I finally understand why people need to retire. Who can work at a job with all these aging issues? There simply isn’t time enough in the day to get old.
The republican convention was in town this week. I badly wanted to tie on my Occupy bandana and march like I used to. With the knees, the feet, the sun covering, the white hair, and sweating rivers from the heat—I’d look like a defeated soldier gimping along at the tail end. The final humiliation: my walking stick would be confiscated as a potential weapon.
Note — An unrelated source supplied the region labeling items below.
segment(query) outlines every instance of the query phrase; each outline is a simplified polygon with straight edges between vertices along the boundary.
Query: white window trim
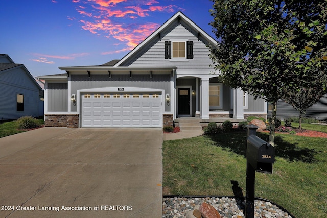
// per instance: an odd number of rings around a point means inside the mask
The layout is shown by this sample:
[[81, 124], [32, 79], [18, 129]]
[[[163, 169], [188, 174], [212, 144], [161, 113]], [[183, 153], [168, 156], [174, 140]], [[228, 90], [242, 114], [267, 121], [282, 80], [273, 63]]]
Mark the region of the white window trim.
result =
[[[172, 60], [173, 61], [174, 60], [176, 61], [176, 60], [183, 60], [183, 61], [186, 61], [186, 60], [189, 60], [189, 59], [188, 59], [187, 58], [187, 41], [188, 40], [187, 39], [173, 39], [171, 40], [172, 42], [172, 46], [171, 46], [171, 54], [172, 54], [172, 58], [171, 59], [170, 59], [170, 60]], [[184, 42], [185, 43], [185, 57], [174, 57], [173, 56], [173, 43], [174, 42]]]
[[244, 109], [248, 109], [248, 96], [249, 94], [246, 92], [243, 91], [243, 100], [244, 102], [243, 102], [243, 108]]
[[[221, 83], [209, 83], [209, 86], [220, 86], [220, 93], [219, 93], [219, 106], [209, 106], [209, 109], [222, 109], [223, 108], [223, 84]], [[210, 96], [210, 94], [209, 93], [209, 97]], [[208, 102], [208, 104], [209, 102]]]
Or maybe I’ve just been lucky all these years. I never spent time applying makeup or perfumes. I didn’t sit for hours at hairdressers. Shopping for jeans and flannel shirts on sale didn’t take much time at all. Nor did I need to dress kids or bathe them or amuse them or attend teachers’ conferences. All those activities must prepare most adults to spend long periods of time taking care of themselves. I think I’ve led a Peter Pan existence, cramming writing into bits of time others devoted to trying on dresses and changing diapers.
Slowly, and everything seems slower except for dwindling time, I am devoting myself more and more to this self-care that threatens to swallow whole days. I’m at retirement age, but the Social Security payments and Medicare benefits I stashed away over the last 50 years, which the republicans are so greedily eying, are not sufficient to support a squirrel’s family, much less mine. Somehow, it’s necessary to find time in the day for all the responsibilities of a wage earner, a career writer and aging. There’s no pill for that.
On the other hand, surviving youth and making it to this point in late middle age are achievements not to be sneezed at. Age earns some privileges. The process of finding myself is done. I know much more about what I like and don’t like, who I want to be with and who to avoid. I had to chuckle when I found myself drawn to a painter I’d never paid attention to before, Eduard Vuillard. In my college years it seemed everyone was wild about Van Gogh, O’Keefe and Gaugin. Elizabeth Bishop and the Photorealists are more to my liking today. While I’ve never lost my taste for Bob Dylan’s work, happy or calming classical music is what I listen to. I’ve learned that tastes change.
My voice has deepened—not an altogether bad thing for a dyke—but I’m not as afraid to speak up. My hearing is slightly fuzzy when it comes to certain sounds, but I believe I listen better. Lesbians are told we’ll end up lonely in old age, but I’m about to celebrate five years with the love of my life. I’m creaking gaily along.
Is there anything I don’t take a pill for? Why yes, loving a woman, which also keeps me young.